IN RE: Application of Rodney MURRAY, Plaintiff-Respondent, For a Judgment, etc., v. Sgt. William MATUSIAK, etc., et al., Respondents-Appellants.
Order, Supreme Court, New York County (Emily Goodman, J.), entered October 25, 1996, which denied respondents' motion to vacate a default judgment granting the petition, unanimously reversed, on the law, the facts and in the exercise of discretion, without costs, the motion granted and the judgment vacated.
In September 1993, petitioner sought information under the Freedom of Information Law (FOIL) (Public Officers Law §§ 84-90), including arrest information reports, memo book entries, forensic reports, police lab analysis and complaint follow-up reports (DD5s) relating to his March 1993 conviction for manslaughter in the first degree. (Petitioner has not appealed from the judgment, which was entered on his plea of guilty.) Subsequent requests were submitted dated May 27, 1994 and December 16, 1994, and the matter was assigned to an administrative aide whose departure, in the spring of 1994, exacerbated the existing departmental backlog of unprocessed information requests. In February 1995, petitioner's case was reassigned, but that aide also left the Police Department's employ.
In the meantime, by letters dated January 25, 1995 and March 2, 1995, petitioner had “appealed” what he believed was the denial of access regarding his FOIL requests. After further correspondence, petitioner commenced the instant Article 78 proceeding in the spring of 1995 asserting that the Department's lack of response was a constructive denial of his requests, which he sought to have annulled. Petitioner also sought a judgment declaring a violation of his due process rights and his right to an award of attorney's fees.

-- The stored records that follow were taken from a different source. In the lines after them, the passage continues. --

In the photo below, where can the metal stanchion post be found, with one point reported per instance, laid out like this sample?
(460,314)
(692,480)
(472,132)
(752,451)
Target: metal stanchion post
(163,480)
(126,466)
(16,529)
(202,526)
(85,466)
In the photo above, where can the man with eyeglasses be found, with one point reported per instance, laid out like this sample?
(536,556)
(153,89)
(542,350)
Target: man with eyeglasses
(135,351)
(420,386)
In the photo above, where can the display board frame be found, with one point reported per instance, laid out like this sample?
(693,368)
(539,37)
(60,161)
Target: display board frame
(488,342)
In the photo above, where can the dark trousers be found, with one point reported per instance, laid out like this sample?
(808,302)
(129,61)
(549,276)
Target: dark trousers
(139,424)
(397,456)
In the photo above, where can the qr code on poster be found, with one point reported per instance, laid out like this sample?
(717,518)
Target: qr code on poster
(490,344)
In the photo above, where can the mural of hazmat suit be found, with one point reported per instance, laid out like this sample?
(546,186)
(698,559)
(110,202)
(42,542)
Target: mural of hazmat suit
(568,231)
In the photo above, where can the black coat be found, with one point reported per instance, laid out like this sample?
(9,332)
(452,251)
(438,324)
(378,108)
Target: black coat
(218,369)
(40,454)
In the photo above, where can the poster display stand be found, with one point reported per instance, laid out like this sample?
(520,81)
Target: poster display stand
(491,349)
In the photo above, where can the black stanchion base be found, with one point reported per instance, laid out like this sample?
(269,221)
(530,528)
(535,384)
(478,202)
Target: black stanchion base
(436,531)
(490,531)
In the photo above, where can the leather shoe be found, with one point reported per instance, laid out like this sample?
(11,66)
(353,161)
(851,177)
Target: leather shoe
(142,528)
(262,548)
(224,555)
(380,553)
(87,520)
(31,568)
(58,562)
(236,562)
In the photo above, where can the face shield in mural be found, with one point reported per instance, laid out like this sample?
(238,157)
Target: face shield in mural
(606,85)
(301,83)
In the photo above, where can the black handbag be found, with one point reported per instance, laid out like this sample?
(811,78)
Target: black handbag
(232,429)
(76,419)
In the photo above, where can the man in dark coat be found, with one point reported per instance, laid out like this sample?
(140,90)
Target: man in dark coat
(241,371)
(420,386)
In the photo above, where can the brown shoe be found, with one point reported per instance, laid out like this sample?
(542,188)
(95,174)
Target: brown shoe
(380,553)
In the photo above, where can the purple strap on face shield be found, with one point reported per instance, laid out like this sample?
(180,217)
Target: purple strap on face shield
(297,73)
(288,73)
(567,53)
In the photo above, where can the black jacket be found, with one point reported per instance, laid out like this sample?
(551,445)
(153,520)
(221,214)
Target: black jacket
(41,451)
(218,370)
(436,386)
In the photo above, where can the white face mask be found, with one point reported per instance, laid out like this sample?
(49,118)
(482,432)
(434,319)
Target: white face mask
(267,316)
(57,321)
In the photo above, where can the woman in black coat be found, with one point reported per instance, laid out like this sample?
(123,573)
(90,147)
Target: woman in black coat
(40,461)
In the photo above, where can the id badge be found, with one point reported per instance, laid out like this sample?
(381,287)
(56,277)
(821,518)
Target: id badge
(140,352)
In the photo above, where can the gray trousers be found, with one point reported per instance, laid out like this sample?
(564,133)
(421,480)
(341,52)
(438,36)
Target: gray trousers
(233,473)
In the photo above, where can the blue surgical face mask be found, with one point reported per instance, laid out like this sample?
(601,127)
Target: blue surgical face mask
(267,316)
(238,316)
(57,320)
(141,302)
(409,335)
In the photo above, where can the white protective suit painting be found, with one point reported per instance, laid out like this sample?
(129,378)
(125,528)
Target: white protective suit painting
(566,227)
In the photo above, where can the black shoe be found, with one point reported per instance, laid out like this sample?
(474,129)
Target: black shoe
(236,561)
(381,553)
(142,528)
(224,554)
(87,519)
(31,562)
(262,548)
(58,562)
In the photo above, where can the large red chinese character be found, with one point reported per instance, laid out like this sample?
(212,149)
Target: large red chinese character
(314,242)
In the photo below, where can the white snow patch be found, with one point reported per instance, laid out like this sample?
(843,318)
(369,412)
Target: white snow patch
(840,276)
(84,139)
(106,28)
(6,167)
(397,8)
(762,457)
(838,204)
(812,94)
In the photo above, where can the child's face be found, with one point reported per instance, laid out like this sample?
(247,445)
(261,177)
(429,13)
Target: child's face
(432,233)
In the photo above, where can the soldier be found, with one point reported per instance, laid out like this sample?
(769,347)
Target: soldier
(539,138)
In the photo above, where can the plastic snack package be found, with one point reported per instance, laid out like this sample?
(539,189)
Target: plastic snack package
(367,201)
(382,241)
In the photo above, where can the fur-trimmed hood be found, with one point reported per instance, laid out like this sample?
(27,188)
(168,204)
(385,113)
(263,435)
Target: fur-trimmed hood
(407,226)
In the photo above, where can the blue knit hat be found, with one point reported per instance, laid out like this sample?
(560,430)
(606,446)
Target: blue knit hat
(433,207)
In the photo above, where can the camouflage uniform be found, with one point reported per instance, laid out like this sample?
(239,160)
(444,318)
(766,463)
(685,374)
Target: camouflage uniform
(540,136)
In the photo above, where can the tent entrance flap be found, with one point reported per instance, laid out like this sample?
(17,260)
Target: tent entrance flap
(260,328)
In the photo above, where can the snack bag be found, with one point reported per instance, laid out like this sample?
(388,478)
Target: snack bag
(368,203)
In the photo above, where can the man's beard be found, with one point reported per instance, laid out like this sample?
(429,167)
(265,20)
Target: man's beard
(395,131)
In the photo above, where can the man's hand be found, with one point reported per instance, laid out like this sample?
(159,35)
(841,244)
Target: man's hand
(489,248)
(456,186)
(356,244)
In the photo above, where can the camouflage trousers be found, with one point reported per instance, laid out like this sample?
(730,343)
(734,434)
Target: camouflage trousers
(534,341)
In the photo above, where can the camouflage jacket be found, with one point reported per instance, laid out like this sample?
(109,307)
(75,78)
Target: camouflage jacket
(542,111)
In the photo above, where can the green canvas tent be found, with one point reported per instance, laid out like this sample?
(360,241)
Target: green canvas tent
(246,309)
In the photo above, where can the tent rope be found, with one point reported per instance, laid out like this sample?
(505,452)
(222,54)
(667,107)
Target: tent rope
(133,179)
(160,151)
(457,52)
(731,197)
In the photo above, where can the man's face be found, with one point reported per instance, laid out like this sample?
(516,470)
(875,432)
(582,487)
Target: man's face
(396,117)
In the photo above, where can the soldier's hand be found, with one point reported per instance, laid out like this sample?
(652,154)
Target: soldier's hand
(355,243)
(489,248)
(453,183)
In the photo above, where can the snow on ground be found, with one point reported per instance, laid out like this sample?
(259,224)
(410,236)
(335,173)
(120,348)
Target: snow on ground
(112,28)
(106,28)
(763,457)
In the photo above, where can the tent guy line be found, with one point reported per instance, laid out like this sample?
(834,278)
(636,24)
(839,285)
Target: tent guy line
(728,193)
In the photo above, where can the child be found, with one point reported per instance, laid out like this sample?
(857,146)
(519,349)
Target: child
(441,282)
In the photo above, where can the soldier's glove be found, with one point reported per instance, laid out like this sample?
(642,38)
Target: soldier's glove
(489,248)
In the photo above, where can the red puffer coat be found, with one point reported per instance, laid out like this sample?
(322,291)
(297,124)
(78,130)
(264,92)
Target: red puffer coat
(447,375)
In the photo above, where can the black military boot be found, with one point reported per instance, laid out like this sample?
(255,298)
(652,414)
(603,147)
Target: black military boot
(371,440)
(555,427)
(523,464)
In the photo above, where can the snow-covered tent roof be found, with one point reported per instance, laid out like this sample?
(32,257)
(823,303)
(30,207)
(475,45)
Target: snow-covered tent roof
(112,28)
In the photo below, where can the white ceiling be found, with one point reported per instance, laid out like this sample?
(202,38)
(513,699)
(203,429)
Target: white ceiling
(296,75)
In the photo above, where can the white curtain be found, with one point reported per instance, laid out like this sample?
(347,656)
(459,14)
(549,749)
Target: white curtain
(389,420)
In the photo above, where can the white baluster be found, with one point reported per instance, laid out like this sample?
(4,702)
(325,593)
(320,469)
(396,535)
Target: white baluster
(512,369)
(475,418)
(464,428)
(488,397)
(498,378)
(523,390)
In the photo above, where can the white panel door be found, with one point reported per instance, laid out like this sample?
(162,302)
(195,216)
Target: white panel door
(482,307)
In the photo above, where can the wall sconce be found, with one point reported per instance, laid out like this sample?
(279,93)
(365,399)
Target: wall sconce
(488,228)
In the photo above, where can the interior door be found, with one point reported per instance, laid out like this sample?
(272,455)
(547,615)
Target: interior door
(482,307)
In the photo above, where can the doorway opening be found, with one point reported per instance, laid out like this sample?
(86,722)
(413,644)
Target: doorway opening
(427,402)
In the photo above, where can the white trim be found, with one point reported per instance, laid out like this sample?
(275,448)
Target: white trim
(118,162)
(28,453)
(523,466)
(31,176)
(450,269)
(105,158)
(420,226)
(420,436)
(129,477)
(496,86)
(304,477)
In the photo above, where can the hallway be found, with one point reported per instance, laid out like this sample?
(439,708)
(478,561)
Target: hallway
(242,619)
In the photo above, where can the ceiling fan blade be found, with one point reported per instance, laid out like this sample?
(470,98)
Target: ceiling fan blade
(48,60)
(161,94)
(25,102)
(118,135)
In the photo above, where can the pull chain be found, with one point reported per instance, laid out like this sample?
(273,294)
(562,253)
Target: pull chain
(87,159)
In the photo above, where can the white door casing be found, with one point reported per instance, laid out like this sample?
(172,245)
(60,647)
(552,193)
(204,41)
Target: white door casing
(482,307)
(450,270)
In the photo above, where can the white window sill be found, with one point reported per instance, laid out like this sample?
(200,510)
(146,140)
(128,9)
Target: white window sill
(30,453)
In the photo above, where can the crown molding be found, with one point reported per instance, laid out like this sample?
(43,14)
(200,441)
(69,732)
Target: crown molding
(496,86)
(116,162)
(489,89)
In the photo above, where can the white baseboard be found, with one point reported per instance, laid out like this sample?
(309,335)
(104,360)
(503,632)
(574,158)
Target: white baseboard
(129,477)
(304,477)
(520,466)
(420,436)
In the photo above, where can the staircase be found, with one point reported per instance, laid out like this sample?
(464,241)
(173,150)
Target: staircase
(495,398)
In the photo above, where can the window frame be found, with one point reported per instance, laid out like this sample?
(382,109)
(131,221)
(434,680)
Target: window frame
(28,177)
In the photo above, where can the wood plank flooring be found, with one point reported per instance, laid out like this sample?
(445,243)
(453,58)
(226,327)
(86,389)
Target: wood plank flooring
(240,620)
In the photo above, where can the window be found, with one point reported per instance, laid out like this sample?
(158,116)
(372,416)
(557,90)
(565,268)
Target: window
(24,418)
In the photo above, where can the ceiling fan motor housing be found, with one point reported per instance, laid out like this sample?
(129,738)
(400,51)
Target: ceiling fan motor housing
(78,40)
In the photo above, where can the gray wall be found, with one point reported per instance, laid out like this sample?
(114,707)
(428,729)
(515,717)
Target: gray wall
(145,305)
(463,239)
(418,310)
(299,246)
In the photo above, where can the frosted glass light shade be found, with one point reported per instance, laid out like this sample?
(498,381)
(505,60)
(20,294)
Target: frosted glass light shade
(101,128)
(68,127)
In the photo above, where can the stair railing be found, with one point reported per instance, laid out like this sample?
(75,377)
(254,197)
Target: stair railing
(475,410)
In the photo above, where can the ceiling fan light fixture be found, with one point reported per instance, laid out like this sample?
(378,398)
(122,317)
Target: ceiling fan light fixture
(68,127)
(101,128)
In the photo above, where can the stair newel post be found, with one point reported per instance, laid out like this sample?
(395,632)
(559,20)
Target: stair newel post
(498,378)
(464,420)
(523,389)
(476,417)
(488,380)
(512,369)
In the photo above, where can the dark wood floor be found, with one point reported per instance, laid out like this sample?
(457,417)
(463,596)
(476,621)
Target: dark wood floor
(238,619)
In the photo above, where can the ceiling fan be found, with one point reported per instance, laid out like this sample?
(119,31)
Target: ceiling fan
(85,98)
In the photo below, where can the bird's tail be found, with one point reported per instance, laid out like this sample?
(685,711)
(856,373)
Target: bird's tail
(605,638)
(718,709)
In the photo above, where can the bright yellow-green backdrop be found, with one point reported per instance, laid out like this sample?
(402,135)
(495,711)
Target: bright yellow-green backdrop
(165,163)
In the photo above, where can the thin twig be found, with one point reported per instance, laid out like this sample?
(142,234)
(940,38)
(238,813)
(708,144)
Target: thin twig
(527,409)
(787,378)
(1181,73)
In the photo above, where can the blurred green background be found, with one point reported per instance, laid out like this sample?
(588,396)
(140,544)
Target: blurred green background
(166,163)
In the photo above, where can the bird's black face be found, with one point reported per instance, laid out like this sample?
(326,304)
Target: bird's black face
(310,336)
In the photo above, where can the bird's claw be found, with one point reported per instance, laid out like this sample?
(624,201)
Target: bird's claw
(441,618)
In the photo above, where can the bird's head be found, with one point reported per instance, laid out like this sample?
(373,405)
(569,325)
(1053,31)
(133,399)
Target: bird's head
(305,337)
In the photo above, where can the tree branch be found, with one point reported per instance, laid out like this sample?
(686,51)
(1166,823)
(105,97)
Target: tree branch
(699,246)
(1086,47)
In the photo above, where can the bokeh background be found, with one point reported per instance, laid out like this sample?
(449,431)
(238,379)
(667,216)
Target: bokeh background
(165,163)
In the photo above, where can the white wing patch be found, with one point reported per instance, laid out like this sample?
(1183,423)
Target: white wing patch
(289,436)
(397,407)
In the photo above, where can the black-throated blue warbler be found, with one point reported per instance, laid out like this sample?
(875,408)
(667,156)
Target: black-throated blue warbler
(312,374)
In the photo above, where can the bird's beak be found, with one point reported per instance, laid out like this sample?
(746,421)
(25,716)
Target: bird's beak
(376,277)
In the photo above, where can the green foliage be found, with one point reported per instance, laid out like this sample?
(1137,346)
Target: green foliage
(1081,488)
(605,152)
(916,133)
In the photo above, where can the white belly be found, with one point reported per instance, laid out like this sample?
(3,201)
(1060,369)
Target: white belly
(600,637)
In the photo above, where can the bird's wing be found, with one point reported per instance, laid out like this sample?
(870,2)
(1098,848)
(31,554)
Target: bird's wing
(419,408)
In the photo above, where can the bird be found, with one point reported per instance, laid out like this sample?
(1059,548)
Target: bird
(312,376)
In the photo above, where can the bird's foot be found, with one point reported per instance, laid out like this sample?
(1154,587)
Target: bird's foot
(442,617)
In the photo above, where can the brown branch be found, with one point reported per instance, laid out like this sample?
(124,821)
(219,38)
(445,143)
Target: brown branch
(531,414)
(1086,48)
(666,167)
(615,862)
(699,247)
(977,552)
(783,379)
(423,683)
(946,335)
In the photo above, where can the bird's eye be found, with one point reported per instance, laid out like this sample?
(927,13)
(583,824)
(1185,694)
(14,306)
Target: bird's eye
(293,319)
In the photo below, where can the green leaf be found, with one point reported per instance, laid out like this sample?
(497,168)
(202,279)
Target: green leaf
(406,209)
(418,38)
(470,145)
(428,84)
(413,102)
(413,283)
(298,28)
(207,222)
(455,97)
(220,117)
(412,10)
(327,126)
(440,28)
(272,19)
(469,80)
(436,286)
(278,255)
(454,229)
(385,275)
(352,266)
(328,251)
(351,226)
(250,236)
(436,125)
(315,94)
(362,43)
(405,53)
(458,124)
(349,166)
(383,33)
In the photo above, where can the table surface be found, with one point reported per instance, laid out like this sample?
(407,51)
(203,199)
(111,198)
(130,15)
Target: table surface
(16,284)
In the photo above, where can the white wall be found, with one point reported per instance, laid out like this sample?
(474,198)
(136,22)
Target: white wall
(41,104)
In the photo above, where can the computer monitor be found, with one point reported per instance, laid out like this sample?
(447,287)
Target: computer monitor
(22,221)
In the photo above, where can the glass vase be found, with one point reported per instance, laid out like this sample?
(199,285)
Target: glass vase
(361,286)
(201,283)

Respondents obtained an adjournment of the proceeding from the original return date of November 30, 1995 to January 4, 1996 in order to obtain documents necessary to answer the petition. On the return date, the court denied respondents' request for further adjournment and, on January 11, 1996, issued a default judgment directing respondents, inter alia, to turn over to petitioner all requested documents within 30 days of service of the judgment with notice of entry. This judgment was never served on the New York City Law Department. Respondents profess ignorance of the existence of the judgment until receipt of a letter from the court dated June 10, 1996. Duplicates of documents previously forwarded to, but never received by, the Law Department were obtained and forwarded to the court under a cover letter dated June 27, 1996.
By motion dated September 6, 1996, respondents sought to vacate the judgment, contending that the default was caused by law office failure (CPLR 2005) resulting from the inability to obtain the documents necessary to answer the petition, and asserting that respondents possess a meritorious defense because certain documents sought by petitioner (such as DD5s and police memo books) were clearly exempt from disclosure under the Freedom of Information Law. Supreme Court found the application to be both belated and without sufficient excuse.
Supreme Court cannot be faulted for regarding as dilatory respondents' failure to produce requested documents over a period of some three years. However, it is the established policy of this State that disputes be resolved on their merits (Cappel v. RKO Stanley Warner Theaters, 61 A.D.2d 936, 403 N.Y.S.2d 31). Moreover, it is settled that a proceeding to annul a determination by an administrative agency “ ‘should not be concluded in the petitioner's favor merely upon the basis of a failure to answer the petition on the return date thereof, unless it appears that such failure to plead was intentional and that the administrative body has no intention to have the controversy determined on the merits' ” (Matter of Glenbriar Co. v. New York City Conciliation & Appeals Bd., 93 A.D.2d 510, 513, 462 N.Y.S.2d 655, quoting Matter of Abrams v. Kern, 35 A.D.2d 971, 972, 317 N.Y.S.2d 971). Given the apparent conditions under which personnel processing information requests are working, respondents' application for further adjournment of the proceedings does not seem unreasonable (Ulloa v. City of New York, 193 A.D.2d 487, 489, 597 N.Y.S.2d 386 [default vacated on appeal where there was poor staffing, a demonstration of the apparent strength of the City's claim, lack of prejudice to plaintiffs, and where the City's conduct, although “egregious”, was not willful, contumacious or in bad faith] ). Finally, the application to vacate the default judgment was submitted within the statutory time period (CPLR 5015[a] ).
Respondents' position that they possess an absolute defense with respect to much of the material sought was correct when their application for adjournment was made, although the categorical exemption for DD5s and memo books was removed shortly thereafter (Matter of Gould v. NYC Police Dept., 89 N.Y.2d 267, 277-79, 653 N.Y.S.2d 54, 675 N.E.2d 808, modfg. Matter of Scott v. NYC Police Dept., 225 A.D.2d 338, 638 N.Y.S.2d 612). Thus, respondents established a reasonable excuse for their delay and a meritorious defense to the proceeding.